Von Hippel-Lindau Syndrome
Von Hippel-Lindau syndrome (VHL) is a rare, autosomal dominant syndrome with incidence of 1 in 35,000 to 50,000. VHL is characterized by a germline mutation resulting in inactivation of the VHL tumor suppressor gene on chromosome 3. This mutation has variable expression and can result in dozens of both benign and malignantneoplasms affecting more than 10 organs. The most common lesions include CNS and retinal hemangioblastomas (HBs), pheochromocytomas, renal cysts and renal cell carcinoma (RCC), pancreatic cysts, pancreatic cystadenomas, pancreatic neuroendocrine tumors, endolymphatic sac tumors, and epididymal cystadenomas ( Figs. 5 and 6 ). Although most of the lesions associated with VHL are treatable, affected patients experience increased morbidity and mortality. The most common causes of death in patients with VHL are RCC and complications resulting from cerebellar hemangioblastomas. VHL shows high penetrance, with 90% of patients diagnosed with a tumor by age 65 years and a mean age of 26 years at first tumor detection.

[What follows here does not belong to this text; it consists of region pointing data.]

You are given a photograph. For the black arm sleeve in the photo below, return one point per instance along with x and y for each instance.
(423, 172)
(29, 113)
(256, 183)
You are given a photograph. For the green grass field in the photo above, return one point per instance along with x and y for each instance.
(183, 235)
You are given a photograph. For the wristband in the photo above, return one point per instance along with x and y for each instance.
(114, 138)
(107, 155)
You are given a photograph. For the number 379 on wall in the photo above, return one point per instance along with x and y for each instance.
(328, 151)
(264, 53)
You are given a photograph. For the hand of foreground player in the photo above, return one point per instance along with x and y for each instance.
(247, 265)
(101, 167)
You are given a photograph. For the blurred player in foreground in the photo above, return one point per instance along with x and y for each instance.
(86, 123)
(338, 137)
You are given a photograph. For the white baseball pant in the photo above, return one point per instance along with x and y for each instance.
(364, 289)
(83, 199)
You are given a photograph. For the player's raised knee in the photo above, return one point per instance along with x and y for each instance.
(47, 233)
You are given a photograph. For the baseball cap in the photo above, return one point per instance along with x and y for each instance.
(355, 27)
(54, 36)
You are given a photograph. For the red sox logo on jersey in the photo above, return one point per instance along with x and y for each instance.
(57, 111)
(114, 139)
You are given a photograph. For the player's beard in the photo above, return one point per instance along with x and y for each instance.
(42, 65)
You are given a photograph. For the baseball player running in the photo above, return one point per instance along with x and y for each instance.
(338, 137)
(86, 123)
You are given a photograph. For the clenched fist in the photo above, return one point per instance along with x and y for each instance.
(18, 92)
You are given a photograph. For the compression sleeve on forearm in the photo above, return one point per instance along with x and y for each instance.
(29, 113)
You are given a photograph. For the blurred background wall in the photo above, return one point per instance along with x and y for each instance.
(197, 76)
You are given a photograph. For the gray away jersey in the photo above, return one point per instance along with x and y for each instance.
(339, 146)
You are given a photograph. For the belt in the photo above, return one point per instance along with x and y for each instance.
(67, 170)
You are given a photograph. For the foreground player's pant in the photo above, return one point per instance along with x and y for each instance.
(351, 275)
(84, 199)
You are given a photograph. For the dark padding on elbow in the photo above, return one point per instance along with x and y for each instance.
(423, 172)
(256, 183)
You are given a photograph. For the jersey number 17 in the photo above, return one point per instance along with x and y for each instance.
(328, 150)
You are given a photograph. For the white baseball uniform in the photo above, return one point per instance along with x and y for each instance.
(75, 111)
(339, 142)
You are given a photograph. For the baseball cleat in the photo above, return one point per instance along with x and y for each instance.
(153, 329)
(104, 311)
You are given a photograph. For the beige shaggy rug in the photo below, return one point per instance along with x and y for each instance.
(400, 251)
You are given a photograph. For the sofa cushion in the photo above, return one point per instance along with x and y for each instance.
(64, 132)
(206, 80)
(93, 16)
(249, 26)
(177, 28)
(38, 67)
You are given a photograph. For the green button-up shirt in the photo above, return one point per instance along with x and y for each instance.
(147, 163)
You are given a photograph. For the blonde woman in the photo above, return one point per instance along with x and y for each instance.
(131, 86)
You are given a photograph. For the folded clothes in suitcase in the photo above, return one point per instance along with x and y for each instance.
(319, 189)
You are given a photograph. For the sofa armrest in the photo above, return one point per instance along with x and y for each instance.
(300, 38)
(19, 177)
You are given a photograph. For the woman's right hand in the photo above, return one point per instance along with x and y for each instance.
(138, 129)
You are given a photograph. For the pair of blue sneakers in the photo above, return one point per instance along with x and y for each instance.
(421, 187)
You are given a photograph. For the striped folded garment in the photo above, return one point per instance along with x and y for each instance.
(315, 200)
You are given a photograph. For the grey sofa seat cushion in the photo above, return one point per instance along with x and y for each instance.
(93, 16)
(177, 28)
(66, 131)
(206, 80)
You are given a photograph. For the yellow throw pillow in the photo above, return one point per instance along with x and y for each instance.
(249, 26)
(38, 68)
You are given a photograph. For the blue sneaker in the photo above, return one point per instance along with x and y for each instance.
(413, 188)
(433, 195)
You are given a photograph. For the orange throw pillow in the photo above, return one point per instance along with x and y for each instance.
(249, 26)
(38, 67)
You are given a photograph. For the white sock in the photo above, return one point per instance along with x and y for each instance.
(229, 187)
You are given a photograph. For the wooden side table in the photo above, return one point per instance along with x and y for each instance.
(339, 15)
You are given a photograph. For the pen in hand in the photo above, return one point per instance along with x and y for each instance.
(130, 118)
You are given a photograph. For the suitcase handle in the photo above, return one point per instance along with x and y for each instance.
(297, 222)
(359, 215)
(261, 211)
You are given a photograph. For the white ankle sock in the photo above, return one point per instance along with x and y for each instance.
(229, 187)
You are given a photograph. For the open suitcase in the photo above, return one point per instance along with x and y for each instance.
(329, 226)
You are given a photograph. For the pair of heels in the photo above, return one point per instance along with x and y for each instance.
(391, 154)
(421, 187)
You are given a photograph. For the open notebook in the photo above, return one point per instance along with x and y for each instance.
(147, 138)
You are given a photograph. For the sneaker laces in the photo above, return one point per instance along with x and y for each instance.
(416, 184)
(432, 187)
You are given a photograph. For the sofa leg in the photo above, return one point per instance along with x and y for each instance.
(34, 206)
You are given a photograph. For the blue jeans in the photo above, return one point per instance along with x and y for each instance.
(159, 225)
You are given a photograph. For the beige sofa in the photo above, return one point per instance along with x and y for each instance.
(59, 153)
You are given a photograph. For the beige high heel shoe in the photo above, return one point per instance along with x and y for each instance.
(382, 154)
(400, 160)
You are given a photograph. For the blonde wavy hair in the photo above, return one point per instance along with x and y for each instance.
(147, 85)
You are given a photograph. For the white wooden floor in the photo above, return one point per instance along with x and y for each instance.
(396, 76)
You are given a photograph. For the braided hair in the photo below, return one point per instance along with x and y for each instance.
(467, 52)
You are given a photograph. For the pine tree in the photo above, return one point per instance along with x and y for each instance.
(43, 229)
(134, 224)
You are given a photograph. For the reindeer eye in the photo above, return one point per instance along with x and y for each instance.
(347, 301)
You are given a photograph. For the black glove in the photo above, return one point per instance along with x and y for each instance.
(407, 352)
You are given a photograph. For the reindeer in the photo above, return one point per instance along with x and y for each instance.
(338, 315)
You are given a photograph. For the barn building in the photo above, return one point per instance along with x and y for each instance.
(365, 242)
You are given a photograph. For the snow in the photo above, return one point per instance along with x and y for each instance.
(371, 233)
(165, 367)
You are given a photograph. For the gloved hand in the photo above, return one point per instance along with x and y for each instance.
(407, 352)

The most characteristic tumor in VHL is the CNS hemangioblastoma, which can occur in the cerebellum, brainstem, spinal cord, and less frequently in the supratentorial brain ( Fig. 7 ). Of all locations, spinal cord HBs are most specific to VHL. CNS HBs are reported in 60% to 80% of patients with VHL, with 44% to 72% of these lesions found in the cerebellum. The mean age at diagnosis is 33 years, with symptoms including headaches and ataxia. HBs are often multifocal and, if a cerebellar HB is detected, imaging of the spinal cord is recommended because coexisting lesions are commonly seen. HBs are typically characterized on imaging as having both solid nodular and cystic components, although cystic components are not always seen. CT shows a low-density cyst and an isodense/hyperdense nodule that enhances avidly after contrast administration. MR imaging findings are similar, with the nodule isointense to brain on T1-weighted images and avidly enhancing after gadolinium administration with both the nodule and cyst hyperintense on T2-weighted images. Development of new cystic components or enlargement of existing cystic components of an HB often correlate with worsening symptoms, especially when seen with peritumoral edema, and may redirect from expectant management to surgical resection.